In this study, wild-type PRV exhibited high pathogenicity in rats. The LD₅₀ values of PRV JS-2012 in rats were 10^2.4 and 10^2.84 TCID₅₀ via intranasal and intramuscular inoculation, respectively. The susceptibility of rats to PRV differed from that of a previous report, in which a rather high dose of PRV (> 104–10⁵ TCID₅₀) was commonly necessary to infect animals apart from piglets (19). In the study by Wei et al. (20), 60% mortality was inflicted on C57BL/6J mice intramuscularly infected with 5 × 10⁴ TCID₅₀ of the PRV strain Min-A. Considering that tk-deleted JS-2012 was highly pathogenic to rats, rats should be highly susceptible to PRV infection. Thus, rats may represent an important vector for the spread of PRV from domestic pigs to cats, dogs, and wild carnivores. Moreover, cats and dogs may be naturally infected with PRV (23), and some commercial PRV vaccines are lethal to dogs (12).

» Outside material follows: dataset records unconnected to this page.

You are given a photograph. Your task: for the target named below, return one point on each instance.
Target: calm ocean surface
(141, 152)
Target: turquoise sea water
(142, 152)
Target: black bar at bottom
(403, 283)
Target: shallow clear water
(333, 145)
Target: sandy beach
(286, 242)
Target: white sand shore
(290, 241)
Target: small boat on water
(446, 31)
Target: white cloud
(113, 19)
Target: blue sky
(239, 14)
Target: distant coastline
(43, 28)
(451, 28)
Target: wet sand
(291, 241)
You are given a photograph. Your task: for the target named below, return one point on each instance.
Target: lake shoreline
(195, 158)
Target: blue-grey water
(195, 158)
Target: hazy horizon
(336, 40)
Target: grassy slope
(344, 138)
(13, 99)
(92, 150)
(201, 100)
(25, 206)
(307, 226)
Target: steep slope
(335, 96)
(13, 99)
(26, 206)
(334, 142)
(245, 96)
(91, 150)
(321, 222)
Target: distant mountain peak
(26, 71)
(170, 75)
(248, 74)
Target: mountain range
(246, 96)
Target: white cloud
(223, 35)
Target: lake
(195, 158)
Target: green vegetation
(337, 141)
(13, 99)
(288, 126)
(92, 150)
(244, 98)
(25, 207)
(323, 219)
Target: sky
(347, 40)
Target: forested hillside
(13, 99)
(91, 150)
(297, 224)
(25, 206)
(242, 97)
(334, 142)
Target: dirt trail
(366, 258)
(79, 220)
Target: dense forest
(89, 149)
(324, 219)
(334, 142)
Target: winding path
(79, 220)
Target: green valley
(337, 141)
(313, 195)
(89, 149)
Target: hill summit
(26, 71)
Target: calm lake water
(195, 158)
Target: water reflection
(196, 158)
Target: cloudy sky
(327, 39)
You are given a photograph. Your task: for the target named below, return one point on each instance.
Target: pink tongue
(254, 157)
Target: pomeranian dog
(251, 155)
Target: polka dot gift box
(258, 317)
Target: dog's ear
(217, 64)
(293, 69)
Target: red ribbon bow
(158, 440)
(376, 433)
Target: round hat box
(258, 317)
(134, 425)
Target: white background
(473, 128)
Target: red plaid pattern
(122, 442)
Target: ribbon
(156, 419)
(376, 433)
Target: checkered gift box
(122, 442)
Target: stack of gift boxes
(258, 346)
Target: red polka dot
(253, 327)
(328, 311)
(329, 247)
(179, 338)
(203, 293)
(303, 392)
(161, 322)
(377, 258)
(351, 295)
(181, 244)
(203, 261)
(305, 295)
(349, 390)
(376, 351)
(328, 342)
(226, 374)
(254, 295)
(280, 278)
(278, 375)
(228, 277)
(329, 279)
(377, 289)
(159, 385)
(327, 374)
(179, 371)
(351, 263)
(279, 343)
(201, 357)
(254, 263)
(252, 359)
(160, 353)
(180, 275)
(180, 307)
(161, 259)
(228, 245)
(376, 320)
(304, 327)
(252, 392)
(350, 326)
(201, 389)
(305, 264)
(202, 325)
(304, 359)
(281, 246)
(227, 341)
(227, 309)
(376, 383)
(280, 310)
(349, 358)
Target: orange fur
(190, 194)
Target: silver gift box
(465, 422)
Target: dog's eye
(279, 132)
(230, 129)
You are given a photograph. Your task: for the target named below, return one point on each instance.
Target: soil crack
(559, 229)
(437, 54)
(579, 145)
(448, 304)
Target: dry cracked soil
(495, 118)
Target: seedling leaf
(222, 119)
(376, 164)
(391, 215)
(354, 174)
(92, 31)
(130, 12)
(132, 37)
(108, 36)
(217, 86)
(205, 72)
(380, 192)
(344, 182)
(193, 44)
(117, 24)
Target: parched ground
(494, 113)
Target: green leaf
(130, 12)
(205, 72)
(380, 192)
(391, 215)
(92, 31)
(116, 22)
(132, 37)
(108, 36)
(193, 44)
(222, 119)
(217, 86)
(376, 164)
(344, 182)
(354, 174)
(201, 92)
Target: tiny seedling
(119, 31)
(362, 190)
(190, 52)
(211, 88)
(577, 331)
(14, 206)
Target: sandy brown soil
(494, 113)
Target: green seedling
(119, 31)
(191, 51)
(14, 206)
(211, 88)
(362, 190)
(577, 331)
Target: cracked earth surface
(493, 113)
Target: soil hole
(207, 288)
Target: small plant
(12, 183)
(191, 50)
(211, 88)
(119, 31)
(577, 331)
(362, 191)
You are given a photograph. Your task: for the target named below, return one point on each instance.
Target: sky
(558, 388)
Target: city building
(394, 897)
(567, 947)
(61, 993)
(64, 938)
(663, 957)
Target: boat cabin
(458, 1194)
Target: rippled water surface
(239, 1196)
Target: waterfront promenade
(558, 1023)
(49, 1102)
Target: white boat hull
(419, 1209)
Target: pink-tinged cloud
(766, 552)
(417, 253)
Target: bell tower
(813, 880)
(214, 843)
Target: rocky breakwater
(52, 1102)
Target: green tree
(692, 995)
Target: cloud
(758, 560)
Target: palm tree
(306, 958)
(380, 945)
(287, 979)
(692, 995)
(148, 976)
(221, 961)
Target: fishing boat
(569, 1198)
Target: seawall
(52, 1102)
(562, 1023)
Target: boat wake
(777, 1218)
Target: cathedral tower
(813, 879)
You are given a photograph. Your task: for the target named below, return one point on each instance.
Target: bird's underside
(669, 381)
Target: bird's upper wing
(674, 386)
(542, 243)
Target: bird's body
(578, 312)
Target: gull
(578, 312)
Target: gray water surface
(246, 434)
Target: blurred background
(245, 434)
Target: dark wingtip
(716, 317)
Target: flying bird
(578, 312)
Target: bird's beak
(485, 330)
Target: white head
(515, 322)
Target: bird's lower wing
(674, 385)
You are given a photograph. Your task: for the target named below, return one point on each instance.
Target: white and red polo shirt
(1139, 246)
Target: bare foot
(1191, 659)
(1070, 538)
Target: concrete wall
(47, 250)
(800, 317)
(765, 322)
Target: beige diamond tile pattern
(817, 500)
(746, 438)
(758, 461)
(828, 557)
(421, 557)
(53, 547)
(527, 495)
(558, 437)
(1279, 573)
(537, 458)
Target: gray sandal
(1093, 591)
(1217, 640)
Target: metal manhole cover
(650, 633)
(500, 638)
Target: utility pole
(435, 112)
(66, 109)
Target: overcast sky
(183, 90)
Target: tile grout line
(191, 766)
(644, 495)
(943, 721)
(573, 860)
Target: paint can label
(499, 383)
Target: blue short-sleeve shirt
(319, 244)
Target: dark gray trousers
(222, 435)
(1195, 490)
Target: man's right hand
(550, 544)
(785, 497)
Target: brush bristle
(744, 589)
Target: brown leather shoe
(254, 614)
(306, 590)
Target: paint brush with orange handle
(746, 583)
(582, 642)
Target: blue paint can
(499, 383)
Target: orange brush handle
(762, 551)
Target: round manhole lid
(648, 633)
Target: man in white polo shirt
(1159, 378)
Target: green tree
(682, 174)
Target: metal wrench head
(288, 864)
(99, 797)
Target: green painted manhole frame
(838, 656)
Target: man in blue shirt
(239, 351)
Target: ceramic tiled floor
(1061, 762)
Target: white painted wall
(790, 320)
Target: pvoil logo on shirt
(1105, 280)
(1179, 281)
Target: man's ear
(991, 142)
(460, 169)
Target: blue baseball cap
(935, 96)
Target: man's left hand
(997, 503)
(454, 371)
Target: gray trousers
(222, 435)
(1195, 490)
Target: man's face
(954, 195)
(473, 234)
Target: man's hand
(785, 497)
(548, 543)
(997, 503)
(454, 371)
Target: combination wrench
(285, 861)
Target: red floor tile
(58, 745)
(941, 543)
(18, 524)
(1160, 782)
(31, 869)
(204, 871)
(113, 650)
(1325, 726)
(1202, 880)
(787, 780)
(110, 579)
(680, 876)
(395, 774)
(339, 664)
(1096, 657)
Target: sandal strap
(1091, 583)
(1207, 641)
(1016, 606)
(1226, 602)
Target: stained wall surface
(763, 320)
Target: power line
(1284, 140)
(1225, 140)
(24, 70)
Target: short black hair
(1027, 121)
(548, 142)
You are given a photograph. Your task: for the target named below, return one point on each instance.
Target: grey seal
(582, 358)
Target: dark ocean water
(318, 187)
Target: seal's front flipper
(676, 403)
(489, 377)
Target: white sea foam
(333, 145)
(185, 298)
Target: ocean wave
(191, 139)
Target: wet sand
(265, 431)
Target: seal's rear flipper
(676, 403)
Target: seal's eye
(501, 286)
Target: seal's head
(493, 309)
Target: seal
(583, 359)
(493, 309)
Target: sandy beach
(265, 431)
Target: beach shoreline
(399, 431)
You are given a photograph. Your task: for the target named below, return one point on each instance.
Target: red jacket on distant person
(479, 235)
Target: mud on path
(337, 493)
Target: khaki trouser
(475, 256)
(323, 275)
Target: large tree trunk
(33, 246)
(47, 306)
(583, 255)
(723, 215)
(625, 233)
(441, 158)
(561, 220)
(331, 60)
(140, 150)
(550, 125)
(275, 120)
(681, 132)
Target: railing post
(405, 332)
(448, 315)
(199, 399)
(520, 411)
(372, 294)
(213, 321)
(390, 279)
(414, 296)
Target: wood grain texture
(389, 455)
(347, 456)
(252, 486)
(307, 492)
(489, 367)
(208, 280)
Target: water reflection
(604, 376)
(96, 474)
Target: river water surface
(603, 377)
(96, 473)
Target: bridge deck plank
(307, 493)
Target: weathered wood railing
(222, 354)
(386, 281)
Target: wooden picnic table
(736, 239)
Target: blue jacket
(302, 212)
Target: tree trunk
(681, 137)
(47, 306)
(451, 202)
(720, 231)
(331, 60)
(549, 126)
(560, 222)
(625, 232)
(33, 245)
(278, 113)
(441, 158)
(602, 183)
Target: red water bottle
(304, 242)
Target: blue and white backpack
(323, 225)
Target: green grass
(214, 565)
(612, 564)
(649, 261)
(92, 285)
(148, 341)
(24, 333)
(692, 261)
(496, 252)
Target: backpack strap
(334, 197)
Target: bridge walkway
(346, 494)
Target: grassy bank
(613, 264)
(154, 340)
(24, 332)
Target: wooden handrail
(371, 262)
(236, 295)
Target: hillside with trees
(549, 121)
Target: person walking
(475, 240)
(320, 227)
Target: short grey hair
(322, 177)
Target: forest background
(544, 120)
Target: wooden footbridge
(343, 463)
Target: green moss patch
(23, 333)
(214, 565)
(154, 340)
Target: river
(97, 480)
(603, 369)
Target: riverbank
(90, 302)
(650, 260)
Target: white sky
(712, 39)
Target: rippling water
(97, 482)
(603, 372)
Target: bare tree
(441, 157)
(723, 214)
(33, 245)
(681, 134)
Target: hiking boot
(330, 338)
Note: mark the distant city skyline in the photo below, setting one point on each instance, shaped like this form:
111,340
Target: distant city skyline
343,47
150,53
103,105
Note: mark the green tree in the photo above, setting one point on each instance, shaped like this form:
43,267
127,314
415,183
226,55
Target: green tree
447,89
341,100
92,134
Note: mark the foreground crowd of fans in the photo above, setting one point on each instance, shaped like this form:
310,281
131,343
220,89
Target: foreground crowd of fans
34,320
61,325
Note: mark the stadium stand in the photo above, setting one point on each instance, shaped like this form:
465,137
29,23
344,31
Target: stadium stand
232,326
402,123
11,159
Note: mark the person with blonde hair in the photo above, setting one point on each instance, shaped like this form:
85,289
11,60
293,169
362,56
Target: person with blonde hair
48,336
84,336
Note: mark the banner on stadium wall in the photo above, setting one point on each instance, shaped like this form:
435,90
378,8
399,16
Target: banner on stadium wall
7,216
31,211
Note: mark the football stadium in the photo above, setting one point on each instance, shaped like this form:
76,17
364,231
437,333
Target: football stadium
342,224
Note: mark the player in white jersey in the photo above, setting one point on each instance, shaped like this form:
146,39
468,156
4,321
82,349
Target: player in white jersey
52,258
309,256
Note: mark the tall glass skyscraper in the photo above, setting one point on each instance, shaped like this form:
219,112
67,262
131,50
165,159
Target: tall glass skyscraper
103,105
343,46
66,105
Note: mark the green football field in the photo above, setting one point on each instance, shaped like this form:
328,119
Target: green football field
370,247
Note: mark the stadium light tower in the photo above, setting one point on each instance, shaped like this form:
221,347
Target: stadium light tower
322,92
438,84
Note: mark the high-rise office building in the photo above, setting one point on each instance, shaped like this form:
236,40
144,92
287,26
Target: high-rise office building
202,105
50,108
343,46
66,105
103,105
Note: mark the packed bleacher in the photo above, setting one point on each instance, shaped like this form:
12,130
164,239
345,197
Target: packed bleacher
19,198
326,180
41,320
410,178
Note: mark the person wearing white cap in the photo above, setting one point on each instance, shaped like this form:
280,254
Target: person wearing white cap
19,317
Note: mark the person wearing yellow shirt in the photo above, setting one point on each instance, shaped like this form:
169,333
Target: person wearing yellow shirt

In summary, rats were highly susceptible to PRV infection, and tk-deleted PRV retained relatively high pathogenicity in rats inoculated intranasally. However, tk deletion also reduced PRV virulence to a certain degree in rats. Compared to wild-type PRV, the virulence of tk-deleted PRV via intramuscular inoculation was markedly declined.